At 0949 GMT, the USD/JPY is trading 110.631, up 0.257 or +0.22%.
The Forex pair is also being supported by increased demand for higher risk assets and expectations of another dovish monetary policy statement by the Bank of Japan on Friday.
At 1800 GMT, the Fed will end its two-day meeting by announcing its second rate hike this year. The 25 basis point increase will bring the benchmark interest rate to 2.00%.
While the rate hike is widely expected, the market focus will be on whether the Fed signals tightening policy two more times in 2018, from three times indicated earlier this year.

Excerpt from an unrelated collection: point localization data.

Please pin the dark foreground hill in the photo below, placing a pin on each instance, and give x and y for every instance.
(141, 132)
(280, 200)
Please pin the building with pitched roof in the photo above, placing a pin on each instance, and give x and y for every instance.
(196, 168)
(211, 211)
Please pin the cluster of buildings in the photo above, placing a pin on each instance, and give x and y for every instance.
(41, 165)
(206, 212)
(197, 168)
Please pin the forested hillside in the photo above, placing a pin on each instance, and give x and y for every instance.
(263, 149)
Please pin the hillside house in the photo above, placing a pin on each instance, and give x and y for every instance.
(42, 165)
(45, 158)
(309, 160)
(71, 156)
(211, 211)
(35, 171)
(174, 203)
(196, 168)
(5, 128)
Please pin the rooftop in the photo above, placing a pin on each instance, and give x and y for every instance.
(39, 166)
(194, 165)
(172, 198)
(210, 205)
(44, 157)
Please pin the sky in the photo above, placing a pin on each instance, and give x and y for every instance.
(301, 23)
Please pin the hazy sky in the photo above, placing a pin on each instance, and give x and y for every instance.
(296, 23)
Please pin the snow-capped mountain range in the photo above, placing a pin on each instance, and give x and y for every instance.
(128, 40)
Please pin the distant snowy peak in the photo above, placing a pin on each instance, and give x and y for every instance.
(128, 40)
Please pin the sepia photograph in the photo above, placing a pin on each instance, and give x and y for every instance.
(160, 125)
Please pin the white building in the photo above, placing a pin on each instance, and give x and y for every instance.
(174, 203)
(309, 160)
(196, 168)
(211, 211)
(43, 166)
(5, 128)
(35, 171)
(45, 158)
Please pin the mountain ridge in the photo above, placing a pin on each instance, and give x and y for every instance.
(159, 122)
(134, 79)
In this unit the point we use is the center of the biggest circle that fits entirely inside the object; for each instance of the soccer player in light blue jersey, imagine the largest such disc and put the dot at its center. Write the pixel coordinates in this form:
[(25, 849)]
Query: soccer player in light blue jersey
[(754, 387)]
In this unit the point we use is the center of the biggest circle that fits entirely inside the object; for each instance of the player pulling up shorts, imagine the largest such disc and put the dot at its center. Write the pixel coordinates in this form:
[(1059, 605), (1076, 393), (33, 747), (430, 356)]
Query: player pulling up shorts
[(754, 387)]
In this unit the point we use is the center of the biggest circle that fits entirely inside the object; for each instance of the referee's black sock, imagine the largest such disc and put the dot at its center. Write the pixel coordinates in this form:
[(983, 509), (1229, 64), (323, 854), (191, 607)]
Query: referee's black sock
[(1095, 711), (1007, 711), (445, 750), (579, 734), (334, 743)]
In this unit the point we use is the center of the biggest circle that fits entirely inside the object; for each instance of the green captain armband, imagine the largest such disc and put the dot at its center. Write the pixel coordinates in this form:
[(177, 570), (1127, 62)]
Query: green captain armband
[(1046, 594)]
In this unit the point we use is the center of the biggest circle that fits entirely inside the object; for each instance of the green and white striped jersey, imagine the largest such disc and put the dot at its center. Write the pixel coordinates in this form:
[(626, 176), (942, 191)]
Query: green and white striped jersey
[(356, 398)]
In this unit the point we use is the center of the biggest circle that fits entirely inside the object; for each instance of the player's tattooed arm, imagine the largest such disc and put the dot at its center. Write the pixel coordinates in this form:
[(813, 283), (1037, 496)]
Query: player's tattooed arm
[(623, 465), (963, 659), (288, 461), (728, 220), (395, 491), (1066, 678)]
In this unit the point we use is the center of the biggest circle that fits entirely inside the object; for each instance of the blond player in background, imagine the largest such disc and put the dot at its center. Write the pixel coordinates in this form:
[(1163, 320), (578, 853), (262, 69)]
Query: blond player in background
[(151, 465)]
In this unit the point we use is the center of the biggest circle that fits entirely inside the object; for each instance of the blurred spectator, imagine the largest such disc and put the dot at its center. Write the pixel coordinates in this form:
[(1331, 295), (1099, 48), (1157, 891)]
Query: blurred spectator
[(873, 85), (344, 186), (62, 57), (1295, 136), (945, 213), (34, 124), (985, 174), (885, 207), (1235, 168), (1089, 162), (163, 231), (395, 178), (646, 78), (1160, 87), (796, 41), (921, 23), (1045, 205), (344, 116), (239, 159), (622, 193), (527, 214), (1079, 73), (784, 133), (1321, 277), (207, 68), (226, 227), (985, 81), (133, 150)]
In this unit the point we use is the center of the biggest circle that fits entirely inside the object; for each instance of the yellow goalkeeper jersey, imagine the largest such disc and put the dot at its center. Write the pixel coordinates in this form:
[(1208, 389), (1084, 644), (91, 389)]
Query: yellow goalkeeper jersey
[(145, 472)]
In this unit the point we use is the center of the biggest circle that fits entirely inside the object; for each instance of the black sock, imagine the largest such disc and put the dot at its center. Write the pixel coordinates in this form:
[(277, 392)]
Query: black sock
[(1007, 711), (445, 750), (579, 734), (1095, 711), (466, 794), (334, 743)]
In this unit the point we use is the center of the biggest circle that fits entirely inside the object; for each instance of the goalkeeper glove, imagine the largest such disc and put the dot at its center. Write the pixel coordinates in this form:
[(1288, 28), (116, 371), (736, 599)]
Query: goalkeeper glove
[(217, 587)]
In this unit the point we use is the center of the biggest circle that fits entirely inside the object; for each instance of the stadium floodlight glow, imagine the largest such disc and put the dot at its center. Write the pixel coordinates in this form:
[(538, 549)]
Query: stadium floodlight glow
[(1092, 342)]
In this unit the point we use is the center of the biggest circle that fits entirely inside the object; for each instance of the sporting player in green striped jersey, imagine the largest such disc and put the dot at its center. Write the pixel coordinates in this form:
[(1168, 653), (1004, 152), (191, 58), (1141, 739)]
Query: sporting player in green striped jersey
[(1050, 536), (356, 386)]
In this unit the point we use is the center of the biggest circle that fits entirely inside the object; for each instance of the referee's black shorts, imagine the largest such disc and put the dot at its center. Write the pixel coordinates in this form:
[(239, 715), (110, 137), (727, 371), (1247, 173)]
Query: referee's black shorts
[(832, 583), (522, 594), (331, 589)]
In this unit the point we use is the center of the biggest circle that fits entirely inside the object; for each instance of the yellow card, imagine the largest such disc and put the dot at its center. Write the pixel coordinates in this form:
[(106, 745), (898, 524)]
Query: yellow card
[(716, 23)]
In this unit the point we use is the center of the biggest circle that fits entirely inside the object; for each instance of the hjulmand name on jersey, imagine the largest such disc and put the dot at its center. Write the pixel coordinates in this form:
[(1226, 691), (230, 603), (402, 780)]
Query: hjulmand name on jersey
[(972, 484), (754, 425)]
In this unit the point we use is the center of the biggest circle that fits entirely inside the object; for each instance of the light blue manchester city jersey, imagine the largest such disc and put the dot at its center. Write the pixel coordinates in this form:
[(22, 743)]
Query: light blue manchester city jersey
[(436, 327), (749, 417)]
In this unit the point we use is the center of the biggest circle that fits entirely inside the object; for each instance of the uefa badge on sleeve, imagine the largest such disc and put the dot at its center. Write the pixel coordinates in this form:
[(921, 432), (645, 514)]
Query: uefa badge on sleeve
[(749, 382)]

On paper a hawkish Fed should be bullish for the USD/JPY. Rising interest rates should widen the spread between U.S. Government Bonds and Japanese Government Bonds, making the U.S. Dollar a more attractive investment.
Another way to look at it, the divergence between the monetary policies of the U.S. Federal Reserve and the Bank of Japan should continue to be bullish for the USD/JPY. This should be reaffirmed on Friday when the Bank of Japan leaves its benchmark interest rate near zero and maintains its accommodative policy.

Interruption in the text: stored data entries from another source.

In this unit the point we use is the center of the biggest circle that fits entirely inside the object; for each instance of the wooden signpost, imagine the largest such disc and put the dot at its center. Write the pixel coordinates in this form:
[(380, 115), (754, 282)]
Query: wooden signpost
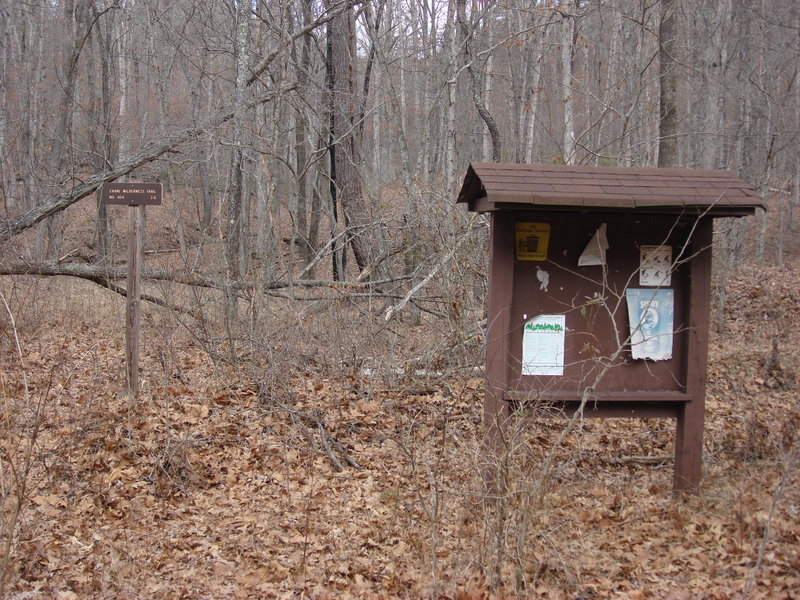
[(135, 196)]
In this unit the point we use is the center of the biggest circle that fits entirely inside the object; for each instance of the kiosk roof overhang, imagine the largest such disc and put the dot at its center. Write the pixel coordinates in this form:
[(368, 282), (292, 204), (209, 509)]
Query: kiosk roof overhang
[(490, 187)]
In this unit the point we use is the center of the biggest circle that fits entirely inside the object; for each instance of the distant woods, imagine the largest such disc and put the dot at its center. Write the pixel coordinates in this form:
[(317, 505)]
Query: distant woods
[(324, 139)]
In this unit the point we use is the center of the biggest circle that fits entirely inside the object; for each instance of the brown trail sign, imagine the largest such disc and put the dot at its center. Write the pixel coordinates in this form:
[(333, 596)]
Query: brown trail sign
[(135, 196), (599, 292)]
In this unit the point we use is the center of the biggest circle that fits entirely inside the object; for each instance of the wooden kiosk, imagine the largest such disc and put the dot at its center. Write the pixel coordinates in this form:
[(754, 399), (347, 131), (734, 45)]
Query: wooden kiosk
[(599, 291)]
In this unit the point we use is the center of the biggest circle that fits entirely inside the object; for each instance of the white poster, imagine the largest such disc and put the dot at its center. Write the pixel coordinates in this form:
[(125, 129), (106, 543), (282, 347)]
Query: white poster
[(543, 345)]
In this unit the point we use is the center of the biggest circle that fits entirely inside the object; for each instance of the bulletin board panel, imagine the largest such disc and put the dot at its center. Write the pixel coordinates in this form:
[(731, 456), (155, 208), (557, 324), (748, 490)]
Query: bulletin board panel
[(591, 303)]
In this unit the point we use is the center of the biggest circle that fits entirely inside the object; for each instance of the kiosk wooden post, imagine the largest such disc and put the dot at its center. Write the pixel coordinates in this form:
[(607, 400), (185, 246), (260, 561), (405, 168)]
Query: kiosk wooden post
[(583, 256), (135, 196)]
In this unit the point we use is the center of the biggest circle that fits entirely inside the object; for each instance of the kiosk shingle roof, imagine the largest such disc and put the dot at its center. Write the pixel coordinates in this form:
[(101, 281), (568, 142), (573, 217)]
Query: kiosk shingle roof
[(719, 192)]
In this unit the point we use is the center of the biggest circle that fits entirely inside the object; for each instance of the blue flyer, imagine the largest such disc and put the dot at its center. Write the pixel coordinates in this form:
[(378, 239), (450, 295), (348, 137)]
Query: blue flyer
[(650, 314)]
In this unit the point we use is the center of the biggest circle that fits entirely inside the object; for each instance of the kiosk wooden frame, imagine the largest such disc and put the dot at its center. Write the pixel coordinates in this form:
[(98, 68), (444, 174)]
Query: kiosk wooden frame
[(631, 209)]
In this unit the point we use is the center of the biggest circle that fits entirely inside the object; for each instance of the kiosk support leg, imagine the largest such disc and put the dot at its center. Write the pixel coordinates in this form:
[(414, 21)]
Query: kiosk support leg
[(689, 448)]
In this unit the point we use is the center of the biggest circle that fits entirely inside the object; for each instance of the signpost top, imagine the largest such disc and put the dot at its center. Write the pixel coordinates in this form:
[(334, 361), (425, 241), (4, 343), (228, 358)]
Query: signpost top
[(131, 194)]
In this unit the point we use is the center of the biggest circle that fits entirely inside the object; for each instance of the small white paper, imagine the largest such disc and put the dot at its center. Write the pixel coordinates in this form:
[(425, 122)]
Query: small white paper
[(595, 252), (543, 345), (655, 266)]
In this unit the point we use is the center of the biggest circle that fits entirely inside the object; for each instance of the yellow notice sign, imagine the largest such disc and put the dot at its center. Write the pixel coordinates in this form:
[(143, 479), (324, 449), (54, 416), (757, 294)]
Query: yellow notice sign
[(531, 240)]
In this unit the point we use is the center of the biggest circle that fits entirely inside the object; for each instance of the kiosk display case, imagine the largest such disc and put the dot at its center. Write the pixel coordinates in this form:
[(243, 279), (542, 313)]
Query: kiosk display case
[(599, 291)]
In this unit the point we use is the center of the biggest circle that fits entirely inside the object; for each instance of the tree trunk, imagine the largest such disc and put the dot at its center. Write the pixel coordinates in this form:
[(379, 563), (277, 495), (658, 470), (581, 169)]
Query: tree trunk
[(668, 79), (363, 231), (467, 35)]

Despite the bullish outlook for the USD/JPY, there are still some traders who believe gains could be limited if emerging market turmoil begins to escalate. If this does occur then the Dollar/Yen rally could be stopped in its tracks by increased demand for safe haven assets.
Additionally, there were no reports from Japan on Wednesday. In the U.S. Producer Price Inflation is expected to come in at 0.3% and Core PPI at 0.2%.